BIG08.SOCIAL CAPITALISM & RANGE
ECONOMICS
“If the misery of the poor be caused not by the
laws of nature, but by our institutions, great is our sin.” - Charles Darwin
When is enough, enough?
BIG outline: As a sociology
undergraduate 24 years ago the lecture series on the transition from feudalism
to capitalism was a big staple for the subject. In many ways sociology is an
approach defined in large part by its response to capitalism, so this is
delicate ground I’m treading here, but tread I must. Capitalism(s) are specific
surplus-based economic systems of accumulation and allocation. That is to say,
raw material (including labour) is transformed into goods and services through
which capital is accumulated in a particular way, and allocated in a particular
way. Charles Darwin’s quote here is about slavery, which for centuries was an
important part of the accumulation of capital, and even today it is estimated
there are over 45million slaves in the world. Free market capitalism is the
dominant form of capitalism in the world around us, in large part because it
promotes ‘creative destruction’. Alan Greenspan, former chairman of the US
Federal Reserve told congress in 2005 that “the problem with creative destruction
is that it is destructive.” Poverty, unemployment, crippling debt, educational
underachievement, ill-health and yes slavery, being some of the destruction. On
the ‘creation’ side there has been tremendous, even obscene wealth-creation
through free market capitalism. There are now over 2,000 billionaires in the
world, and the question central to this BIG, taking on the destructive
consequences on the one side, and the obscene wealth for wealth’s sake on the
other, is “when is enough, enough?” There is a problem with free market
capitalism right now, even Bill Gates knows this. In 2008 the then richest man
in the world, (Gates) gave a speech at Davos on the need for “creative
capitalism”, a 21st century version of free-market capitalism to
address inequality. This BIG is the development of a new kind of capitalism
that is required to address inequality, and it will do this by developing
social capitalism and ‘Range Economics’. We can see this kind of thinking in
Kate Raworth’s ‘Doughnut Economics’ which is another approach to rein in, and
‘range in’ the unsustainable extremes of capitalism.

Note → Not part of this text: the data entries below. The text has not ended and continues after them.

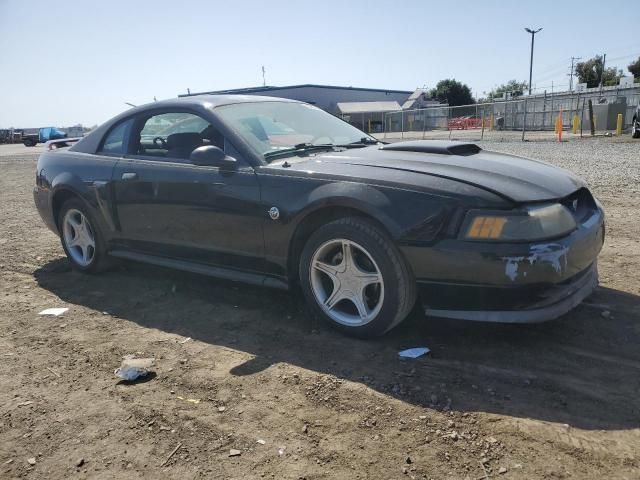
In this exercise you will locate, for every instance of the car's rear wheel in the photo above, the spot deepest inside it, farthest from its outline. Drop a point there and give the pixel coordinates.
(354, 277)
(81, 239)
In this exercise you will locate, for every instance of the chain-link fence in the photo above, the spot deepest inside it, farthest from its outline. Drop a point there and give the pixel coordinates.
(537, 117)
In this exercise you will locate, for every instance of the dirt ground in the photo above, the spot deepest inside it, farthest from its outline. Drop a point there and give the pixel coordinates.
(238, 364)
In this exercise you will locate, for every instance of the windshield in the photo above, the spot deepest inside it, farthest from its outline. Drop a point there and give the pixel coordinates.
(272, 127)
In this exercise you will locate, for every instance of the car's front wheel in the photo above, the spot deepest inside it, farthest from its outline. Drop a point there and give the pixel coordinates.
(354, 277)
(81, 239)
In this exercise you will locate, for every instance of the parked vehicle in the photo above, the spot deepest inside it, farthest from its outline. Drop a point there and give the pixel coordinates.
(279, 193)
(43, 135)
(11, 135)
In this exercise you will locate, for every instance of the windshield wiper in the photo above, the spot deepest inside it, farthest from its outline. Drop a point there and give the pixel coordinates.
(363, 142)
(299, 148)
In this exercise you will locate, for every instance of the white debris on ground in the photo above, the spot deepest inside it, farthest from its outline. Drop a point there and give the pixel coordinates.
(133, 368)
(56, 312)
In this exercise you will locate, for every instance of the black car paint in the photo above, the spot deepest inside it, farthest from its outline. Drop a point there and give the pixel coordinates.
(207, 217)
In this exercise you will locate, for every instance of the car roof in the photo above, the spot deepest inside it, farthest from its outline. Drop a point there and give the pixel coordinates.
(90, 143)
(211, 101)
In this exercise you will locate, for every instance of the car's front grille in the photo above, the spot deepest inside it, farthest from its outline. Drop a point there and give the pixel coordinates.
(581, 204)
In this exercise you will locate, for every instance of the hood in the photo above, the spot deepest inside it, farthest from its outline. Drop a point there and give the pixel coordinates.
(514, 178)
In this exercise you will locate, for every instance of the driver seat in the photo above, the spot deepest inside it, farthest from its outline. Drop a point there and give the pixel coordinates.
(180, 145)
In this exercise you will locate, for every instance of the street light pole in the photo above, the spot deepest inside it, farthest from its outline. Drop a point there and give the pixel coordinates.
(533, 34)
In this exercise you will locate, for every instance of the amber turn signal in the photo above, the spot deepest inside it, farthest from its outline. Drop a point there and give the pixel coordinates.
(486, 227)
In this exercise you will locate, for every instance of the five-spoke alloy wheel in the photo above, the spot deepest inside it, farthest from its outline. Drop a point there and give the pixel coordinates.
(80, 237)
(354, 277)
(347, 282)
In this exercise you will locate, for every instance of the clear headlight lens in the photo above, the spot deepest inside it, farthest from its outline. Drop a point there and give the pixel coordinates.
(533, 223)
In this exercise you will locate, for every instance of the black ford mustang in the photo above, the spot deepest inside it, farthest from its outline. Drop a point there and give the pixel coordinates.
(280, 193)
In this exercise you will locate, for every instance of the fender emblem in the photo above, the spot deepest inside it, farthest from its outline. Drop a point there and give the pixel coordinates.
(274, 213)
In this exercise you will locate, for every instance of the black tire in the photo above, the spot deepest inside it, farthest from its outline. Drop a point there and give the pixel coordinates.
(399, 284)
(100, 260)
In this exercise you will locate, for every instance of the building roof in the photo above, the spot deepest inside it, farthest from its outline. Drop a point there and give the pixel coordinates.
(269, 88)
(367, 107)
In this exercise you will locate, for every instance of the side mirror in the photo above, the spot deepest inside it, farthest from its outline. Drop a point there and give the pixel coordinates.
(212, 156)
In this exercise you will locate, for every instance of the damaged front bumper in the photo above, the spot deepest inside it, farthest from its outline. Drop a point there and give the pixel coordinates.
(511, 283)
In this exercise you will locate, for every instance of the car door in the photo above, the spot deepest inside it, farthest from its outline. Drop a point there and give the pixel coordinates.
(169, 207)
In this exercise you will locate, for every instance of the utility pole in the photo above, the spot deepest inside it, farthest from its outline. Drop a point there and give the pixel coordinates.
(533, 35)
(604, 62)
(572, 72)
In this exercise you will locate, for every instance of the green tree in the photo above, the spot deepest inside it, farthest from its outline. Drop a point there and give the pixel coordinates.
(634, 69)
(590, 72)
(514, 87)
(452, 92)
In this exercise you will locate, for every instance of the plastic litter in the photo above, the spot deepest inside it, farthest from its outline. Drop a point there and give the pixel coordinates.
(54, 311)
(190, 400)
(414, 352)
(133, 368)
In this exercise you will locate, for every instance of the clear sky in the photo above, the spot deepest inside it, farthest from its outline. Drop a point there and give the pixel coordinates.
(64, 62)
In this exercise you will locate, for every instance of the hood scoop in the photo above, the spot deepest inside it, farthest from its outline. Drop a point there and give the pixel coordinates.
(440, 147)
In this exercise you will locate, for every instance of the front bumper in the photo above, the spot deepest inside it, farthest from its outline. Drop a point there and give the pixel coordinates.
(514, 283)
(549, 303)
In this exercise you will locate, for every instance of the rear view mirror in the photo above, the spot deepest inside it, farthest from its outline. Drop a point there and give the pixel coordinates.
(212, 156)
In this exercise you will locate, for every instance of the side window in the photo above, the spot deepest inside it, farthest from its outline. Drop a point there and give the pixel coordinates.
(115, 141)
(175, 135)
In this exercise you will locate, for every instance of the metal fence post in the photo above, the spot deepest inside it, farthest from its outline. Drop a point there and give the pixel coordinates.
(524, 119)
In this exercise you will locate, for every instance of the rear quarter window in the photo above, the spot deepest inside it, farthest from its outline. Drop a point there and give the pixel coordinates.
(115, 142)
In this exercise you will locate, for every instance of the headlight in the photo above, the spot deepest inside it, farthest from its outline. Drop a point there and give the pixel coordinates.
(530, 224)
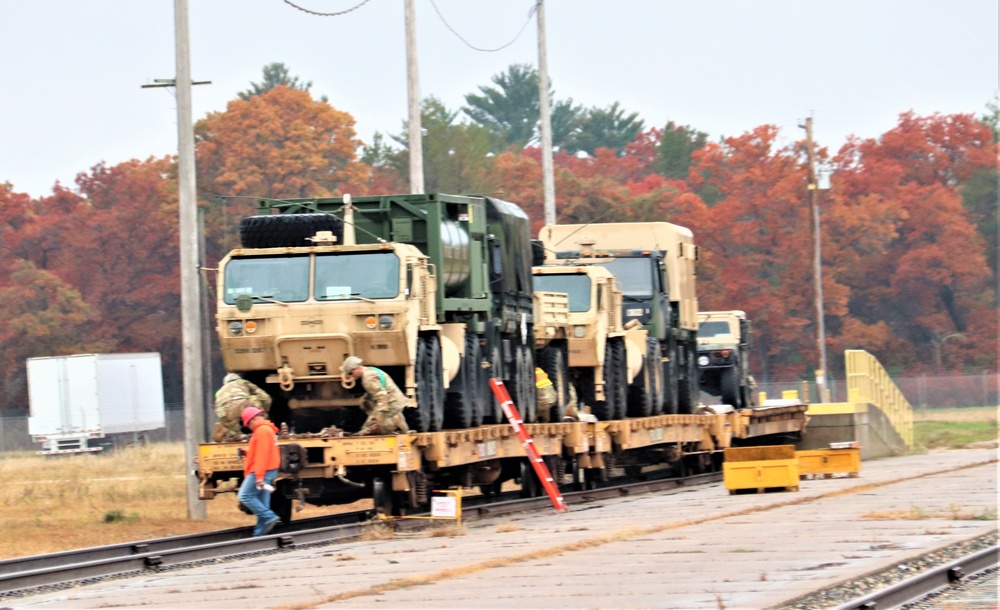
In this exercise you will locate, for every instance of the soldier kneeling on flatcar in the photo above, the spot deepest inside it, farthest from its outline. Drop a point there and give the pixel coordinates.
(383, 402)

BIG outcome: Capitalism without an
awareness of the debt and destruction (creative destruction) is
consequence-free market capitalism. By this time through these lectures you’ll
have a more sophisticated awareness of what culture is and is not, and also
what nature (including evolution) is and is not. Free market capitalism is not an analogue of what is happening in
nature, and if it is not driven by laws of nature, but by institutions of
culture then its creative destruction (or sin as Darwin wrote) is on us. There
are no natural justifications for free market capitalism other than its own
inertia, and enough human expressed interest to continue it. This BIG will make
the case that economically, empirically, ecologically, religiously, and on the
grounds of reason, that range economics is the rational response to what is
going on in the social and natural world(s) around us as a direct consequence
of free market capitalism. When I was doing my PhD research in 1999 I had the
chance to interview British politician Tony Benn who told me that “You don’t go
back to socialism, you go forward to it”. I think he was close with that, but
not quite. Once you let the economic genie of capitalism out of the bottle it
is very difficult, if not impossible, to put it back in. We’re a creative
species and we can redefine what materialism is through the power of
expression. What matters is something that can and needs to change. Humankind
really needs to get to grips with the question ‘When is enough, enough?’ and if
we work through this question, and work towards answers then we can create and shape
a social capitalism rooted on range economics, reining in the destructive extremes.